The architecture is as interesting as the proposition. Cosmos 3 uses Mixture-of-Transformers (MoT), which pairs two transformers in each layer: a “reasoner” handling autoregressive understanding (next-token prediction) and a “generator” handling diffusion-based generation (iterative denoising). The two interact through joint attention within each layer, allowing the model to reason about a scene and then generate it — or vice versa — in an integrated fashion. It’s not a VLM glued to a video generator; it’s a single model that does both with specialized parameters but constant communication.

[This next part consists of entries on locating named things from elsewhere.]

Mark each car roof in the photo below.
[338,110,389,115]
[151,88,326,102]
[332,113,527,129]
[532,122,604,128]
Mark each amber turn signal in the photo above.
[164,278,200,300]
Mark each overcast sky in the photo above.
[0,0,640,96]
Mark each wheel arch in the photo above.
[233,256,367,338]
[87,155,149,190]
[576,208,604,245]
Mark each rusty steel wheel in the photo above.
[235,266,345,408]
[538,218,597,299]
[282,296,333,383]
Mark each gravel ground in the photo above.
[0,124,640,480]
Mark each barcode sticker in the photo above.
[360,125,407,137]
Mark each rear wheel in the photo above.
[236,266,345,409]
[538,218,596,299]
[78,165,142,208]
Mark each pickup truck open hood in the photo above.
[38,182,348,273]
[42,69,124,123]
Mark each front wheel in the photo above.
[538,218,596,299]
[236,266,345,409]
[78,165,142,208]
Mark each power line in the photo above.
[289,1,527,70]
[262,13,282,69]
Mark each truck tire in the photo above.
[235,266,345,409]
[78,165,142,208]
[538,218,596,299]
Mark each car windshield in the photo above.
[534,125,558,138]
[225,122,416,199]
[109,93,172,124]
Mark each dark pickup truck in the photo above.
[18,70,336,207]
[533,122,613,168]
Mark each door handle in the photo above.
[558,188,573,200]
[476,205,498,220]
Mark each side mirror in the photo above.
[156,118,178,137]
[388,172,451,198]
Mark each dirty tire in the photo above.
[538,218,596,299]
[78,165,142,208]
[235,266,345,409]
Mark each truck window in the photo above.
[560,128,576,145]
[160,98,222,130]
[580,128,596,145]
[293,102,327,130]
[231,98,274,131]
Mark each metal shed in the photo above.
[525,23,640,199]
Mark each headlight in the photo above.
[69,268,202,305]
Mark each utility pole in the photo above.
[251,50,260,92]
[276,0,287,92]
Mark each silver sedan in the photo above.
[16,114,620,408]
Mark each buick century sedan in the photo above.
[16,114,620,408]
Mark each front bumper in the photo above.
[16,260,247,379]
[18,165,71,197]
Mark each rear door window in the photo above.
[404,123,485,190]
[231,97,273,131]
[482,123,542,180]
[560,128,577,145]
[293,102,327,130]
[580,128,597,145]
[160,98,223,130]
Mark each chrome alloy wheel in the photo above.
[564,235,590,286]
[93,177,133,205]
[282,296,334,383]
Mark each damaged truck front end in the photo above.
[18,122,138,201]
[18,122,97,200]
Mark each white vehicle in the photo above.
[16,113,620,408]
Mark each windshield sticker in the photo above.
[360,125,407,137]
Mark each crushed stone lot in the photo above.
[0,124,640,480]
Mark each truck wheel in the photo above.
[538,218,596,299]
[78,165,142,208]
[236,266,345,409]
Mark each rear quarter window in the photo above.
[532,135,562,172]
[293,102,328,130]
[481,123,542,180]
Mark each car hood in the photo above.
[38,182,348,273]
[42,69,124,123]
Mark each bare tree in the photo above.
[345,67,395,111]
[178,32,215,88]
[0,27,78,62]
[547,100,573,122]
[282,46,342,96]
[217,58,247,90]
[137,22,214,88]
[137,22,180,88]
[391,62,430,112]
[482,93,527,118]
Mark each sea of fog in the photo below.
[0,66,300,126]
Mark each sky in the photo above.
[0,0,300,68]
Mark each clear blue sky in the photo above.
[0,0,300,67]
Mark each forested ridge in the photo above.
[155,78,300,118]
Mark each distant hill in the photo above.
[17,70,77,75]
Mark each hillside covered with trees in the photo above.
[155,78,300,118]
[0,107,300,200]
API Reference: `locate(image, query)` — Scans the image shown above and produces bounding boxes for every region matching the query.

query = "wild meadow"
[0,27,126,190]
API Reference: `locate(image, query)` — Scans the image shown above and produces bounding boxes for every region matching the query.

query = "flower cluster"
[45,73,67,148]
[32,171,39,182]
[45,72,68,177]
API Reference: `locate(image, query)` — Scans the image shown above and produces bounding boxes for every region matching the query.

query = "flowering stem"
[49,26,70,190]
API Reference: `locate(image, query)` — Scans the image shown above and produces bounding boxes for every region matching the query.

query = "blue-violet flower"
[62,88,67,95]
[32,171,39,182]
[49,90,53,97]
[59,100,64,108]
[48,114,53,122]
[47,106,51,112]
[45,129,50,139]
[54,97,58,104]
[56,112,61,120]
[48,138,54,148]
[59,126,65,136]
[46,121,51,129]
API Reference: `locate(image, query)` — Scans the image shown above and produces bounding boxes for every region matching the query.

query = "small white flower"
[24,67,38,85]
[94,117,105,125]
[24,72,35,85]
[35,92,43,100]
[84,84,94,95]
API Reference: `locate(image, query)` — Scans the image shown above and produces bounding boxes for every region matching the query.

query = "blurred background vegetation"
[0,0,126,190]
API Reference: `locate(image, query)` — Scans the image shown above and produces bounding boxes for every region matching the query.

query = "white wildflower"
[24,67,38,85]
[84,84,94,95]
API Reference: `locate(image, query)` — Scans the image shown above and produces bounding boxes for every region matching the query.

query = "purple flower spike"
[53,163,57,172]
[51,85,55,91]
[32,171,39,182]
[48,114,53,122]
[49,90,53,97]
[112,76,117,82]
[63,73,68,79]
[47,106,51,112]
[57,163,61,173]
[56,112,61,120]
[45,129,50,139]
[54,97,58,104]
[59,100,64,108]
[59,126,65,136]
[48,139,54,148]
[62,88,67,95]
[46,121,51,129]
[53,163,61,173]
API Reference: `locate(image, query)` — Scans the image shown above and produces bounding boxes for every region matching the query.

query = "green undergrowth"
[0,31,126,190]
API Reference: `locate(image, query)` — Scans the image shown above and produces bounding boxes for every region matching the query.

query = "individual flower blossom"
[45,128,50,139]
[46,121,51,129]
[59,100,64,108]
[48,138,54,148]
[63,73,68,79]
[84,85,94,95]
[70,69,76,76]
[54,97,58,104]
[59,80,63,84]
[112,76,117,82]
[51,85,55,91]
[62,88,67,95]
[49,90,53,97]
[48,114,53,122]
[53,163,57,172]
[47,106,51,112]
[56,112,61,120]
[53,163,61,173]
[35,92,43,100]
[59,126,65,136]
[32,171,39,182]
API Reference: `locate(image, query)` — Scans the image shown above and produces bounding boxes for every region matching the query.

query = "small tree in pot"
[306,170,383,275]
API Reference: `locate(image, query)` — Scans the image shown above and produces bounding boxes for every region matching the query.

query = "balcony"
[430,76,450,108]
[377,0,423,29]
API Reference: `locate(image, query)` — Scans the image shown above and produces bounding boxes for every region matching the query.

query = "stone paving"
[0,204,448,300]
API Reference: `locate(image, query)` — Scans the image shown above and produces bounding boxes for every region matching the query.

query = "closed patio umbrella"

NVIDIA released two entry variants: Cosmos 3 Super, with 64 billion parameters (32B reasoner + 32B generator), designed for massive synthetic data generation and deployment on Hopper or Blackwell GPUs. And Cosmos 3 Nano, with 16B (8B + 8B), optimized for workstations with RTX PRO 6000. A third variant, Cosmos 3 Edge, is announced as “coming soon” for real-time inference on edge devices.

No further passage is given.